What has happened is that, probably for the first time in my life, I am satisfied. With that satisfaction I have let go of much of my anger, and am not jealous of what other people have. In the grand scheme of things, the things that satisfy me are, for the most part, not really all that important but at the same time they are.
I have found satisfaction in being able to get dressed before noon, or if I can make a nice meal for my family. Having a conversation with my daughter, or getting my blog done for the day. I am satisfied when I have a good mental health day, or if I can keep from freaking out during a stressful situation.
Bad days are not really all that bad anymore, because I can find something about that day to be satisfied with. I do not look at things as being fair or unfair anymore. I do not sit around and ask “Why me?” I do not look at what other people have and wonder why they have it better than I do.
This does not mean I am this happy and perky person everyday. It means I am satisfied. My internal dialogue is one that does not put me down, or tell me that I am not adequate. Instead it tells me that I did a good job, or that I did accomplish something. It leaves me with a pleasant feeling at the end of the day.

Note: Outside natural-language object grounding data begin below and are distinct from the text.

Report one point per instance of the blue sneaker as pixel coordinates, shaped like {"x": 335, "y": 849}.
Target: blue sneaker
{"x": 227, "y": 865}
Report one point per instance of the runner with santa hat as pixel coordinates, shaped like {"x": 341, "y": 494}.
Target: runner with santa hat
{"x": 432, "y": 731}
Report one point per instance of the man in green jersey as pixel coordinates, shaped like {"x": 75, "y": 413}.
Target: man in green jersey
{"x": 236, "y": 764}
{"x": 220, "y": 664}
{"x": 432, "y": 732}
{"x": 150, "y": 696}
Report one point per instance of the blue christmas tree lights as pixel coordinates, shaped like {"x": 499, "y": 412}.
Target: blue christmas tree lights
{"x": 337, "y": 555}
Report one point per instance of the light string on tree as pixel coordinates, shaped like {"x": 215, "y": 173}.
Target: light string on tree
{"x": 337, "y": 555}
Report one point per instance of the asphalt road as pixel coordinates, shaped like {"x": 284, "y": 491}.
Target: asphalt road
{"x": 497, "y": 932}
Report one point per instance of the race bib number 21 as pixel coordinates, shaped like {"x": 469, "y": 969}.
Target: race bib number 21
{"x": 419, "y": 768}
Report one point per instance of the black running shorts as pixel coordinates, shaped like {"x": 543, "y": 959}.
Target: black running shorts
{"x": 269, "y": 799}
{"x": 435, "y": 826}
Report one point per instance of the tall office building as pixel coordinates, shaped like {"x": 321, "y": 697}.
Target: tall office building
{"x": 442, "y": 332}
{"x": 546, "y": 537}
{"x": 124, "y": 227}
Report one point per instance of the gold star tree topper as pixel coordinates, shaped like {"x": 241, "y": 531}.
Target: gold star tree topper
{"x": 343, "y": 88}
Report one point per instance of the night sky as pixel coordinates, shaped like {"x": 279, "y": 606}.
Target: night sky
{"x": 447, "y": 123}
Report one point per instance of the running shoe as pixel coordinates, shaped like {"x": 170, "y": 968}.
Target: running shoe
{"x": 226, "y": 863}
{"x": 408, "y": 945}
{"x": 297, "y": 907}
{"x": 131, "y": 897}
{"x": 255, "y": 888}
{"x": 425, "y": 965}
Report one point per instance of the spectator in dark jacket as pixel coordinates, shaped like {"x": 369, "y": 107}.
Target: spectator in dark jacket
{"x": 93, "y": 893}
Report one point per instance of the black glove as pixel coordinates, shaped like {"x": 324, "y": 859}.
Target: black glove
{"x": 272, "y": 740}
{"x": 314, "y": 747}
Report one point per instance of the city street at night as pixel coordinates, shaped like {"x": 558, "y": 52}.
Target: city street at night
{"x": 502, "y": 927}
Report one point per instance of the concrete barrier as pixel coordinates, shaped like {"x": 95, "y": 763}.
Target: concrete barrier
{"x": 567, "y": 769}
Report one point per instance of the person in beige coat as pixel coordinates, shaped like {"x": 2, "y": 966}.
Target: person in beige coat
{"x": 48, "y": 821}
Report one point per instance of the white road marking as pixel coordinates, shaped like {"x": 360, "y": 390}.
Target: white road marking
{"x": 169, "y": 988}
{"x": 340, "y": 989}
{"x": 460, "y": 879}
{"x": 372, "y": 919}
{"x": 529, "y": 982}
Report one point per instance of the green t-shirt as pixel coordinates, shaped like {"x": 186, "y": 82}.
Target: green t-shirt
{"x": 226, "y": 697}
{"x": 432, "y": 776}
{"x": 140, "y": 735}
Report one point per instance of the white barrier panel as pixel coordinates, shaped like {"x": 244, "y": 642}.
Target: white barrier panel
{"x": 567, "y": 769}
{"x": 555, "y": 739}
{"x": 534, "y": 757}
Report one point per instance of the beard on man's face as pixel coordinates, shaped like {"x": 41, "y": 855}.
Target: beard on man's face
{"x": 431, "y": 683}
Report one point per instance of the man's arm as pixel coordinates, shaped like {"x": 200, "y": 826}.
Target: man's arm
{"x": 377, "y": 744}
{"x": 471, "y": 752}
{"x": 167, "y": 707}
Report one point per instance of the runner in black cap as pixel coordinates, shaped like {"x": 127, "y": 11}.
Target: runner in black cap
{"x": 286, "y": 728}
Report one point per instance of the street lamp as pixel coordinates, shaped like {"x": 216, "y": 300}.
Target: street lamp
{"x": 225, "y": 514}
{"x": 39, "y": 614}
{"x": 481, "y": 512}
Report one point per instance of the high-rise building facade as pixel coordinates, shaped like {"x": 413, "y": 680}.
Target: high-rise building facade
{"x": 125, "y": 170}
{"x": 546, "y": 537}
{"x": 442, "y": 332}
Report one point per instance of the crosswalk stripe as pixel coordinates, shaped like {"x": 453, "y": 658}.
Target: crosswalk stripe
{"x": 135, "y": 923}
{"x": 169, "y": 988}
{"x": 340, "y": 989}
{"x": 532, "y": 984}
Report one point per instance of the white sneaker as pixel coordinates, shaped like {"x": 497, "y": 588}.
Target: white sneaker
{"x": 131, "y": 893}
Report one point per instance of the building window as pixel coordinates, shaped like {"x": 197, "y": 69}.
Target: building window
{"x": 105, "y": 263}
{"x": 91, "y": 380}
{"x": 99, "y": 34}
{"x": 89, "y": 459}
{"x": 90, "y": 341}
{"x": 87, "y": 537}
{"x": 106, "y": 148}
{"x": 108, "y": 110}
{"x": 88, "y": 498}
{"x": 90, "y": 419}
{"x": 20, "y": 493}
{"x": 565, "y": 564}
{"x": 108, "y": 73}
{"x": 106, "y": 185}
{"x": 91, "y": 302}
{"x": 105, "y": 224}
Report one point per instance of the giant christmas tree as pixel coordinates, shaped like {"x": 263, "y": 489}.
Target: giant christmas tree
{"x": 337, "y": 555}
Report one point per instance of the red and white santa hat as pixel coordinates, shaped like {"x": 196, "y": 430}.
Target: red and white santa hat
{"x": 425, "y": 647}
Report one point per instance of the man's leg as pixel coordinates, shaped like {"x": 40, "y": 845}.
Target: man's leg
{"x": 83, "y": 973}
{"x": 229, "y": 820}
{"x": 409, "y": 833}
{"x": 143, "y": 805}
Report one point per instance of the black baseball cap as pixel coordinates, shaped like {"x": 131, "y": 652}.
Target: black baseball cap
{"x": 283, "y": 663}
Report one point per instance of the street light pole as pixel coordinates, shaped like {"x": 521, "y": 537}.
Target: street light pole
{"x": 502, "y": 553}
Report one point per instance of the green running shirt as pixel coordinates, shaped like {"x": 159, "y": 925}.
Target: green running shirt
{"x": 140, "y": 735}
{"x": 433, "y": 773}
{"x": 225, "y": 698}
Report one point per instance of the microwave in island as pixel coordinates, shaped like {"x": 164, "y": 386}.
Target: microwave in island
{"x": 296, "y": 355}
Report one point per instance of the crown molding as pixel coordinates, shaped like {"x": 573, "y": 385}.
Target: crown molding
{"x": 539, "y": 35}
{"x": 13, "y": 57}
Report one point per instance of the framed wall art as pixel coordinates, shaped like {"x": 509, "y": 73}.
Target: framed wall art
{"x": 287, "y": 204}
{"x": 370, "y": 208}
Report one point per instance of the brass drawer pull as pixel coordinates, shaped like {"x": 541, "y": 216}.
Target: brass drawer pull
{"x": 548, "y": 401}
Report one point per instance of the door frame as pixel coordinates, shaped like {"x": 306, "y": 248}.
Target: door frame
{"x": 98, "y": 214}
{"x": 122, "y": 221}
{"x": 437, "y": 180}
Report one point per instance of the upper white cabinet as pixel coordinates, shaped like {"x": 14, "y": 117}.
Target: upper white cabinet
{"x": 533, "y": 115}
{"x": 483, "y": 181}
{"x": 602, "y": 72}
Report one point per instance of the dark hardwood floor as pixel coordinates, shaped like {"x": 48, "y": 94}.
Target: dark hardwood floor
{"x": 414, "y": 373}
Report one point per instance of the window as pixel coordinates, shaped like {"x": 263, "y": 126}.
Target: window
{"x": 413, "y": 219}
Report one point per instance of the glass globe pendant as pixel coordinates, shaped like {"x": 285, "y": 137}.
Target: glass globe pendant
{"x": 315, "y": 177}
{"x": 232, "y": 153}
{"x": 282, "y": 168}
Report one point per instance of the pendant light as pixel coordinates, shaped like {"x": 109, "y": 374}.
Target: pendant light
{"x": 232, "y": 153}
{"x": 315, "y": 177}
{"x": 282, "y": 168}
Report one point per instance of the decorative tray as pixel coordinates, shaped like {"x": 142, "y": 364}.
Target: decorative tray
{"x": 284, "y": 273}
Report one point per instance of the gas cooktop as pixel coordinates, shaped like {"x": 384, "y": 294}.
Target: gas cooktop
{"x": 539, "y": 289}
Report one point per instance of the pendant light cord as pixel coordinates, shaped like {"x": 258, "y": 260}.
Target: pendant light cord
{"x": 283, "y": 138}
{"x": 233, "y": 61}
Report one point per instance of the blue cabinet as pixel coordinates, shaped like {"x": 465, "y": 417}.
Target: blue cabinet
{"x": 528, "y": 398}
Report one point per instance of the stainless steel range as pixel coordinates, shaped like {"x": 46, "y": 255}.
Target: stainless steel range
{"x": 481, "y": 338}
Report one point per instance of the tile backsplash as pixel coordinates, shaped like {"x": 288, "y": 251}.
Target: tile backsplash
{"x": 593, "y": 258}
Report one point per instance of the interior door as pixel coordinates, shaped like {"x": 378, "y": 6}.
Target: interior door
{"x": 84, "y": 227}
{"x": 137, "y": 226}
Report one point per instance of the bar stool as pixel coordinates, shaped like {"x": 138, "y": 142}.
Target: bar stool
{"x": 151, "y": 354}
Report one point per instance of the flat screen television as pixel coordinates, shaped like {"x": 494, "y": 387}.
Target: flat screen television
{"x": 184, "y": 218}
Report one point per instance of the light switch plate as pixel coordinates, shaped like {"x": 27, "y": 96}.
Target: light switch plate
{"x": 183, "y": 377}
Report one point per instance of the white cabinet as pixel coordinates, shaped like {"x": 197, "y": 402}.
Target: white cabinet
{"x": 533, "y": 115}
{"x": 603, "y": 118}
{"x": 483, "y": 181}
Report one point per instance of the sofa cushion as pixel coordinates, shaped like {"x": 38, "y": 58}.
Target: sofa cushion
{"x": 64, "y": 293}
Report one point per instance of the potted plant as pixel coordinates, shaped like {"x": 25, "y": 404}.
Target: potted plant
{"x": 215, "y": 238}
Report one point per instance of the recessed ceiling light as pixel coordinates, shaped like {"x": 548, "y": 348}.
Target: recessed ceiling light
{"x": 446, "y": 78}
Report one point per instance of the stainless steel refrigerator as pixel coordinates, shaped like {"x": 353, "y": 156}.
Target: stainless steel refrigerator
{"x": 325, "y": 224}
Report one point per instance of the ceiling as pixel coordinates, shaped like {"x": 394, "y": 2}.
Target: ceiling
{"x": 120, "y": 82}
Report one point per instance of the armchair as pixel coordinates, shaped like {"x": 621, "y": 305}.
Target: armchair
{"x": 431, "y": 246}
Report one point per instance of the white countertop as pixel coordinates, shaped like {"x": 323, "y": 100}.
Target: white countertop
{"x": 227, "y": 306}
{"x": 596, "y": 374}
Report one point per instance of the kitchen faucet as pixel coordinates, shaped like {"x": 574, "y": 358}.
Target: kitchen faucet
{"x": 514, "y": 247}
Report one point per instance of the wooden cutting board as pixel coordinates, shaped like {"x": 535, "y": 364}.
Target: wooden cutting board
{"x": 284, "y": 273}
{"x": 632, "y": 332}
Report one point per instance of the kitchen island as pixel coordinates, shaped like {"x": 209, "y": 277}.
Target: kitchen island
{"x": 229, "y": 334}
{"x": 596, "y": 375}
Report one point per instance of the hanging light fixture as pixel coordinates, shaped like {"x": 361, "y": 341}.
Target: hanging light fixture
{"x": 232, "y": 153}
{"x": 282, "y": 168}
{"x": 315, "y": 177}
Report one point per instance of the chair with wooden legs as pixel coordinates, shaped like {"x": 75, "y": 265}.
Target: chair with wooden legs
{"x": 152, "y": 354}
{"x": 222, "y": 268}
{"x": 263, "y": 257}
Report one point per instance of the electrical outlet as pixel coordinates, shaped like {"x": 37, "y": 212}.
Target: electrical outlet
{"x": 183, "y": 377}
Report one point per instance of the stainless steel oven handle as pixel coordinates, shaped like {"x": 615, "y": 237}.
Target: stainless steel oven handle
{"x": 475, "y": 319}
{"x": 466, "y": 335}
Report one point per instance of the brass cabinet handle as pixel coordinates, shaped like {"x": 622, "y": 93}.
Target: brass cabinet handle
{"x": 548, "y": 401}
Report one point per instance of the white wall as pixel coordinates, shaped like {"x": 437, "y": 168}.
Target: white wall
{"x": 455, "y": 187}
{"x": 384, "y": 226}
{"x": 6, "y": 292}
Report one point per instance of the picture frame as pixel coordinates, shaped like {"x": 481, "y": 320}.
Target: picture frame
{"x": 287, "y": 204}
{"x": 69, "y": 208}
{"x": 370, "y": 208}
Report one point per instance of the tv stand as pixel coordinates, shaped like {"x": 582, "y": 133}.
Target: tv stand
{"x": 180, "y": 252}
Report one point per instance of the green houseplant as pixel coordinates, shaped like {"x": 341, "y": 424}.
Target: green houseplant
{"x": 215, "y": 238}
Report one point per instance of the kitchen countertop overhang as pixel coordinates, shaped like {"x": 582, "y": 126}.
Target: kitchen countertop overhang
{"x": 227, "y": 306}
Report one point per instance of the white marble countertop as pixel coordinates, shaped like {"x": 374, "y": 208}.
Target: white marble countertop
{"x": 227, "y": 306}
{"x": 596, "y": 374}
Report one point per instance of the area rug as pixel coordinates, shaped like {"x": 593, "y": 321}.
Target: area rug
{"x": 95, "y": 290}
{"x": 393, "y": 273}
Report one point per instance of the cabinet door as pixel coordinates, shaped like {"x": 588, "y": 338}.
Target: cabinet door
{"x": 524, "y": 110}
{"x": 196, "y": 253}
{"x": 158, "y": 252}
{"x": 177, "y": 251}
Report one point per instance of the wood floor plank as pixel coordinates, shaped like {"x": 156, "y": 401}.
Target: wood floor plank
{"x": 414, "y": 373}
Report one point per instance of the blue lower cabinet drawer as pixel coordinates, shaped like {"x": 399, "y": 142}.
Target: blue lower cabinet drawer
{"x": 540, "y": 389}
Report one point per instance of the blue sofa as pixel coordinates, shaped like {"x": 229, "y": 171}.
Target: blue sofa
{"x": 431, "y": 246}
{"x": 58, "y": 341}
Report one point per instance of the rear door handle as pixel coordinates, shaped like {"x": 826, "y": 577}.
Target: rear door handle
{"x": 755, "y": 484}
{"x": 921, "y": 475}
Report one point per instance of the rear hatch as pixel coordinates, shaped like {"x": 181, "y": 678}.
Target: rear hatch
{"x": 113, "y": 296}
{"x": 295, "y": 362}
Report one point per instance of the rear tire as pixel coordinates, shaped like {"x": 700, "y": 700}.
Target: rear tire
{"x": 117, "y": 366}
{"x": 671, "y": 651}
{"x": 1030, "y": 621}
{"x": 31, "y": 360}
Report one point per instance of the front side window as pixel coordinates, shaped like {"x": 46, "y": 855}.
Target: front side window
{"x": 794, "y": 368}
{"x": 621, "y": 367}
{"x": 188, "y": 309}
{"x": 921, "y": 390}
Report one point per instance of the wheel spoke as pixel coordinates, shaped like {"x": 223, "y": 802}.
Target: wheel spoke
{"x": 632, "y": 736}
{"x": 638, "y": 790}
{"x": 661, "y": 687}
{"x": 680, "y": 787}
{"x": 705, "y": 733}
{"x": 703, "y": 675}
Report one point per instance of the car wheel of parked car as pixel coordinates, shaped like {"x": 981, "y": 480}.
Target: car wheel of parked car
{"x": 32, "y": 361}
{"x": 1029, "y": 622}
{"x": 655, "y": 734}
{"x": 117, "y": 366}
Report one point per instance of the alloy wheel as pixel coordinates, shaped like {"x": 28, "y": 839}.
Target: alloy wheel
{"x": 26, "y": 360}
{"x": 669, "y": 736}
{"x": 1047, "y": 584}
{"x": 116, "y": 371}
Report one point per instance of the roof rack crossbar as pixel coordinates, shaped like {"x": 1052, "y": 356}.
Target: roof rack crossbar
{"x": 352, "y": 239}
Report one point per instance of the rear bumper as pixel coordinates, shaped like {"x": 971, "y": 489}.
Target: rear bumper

I enjoy the measure of peace that being satisfied has given me. I feel less stressed. I feel better about myself. I enjoy being around other people more than I used to. It is like my soul is quieter, and calmer and not as bone weary as it was when I tried to kill myself.
Being satisfied does not mean that life will not be hard at times, nor does it mean that I will always be in a good mood. It really just means a peacefulness that goes all the way through me, fills me up, and flows into my soul. It gives me an inner strength and confidence, that I have lacked for most of my life. It just plain feels good to be satisfied.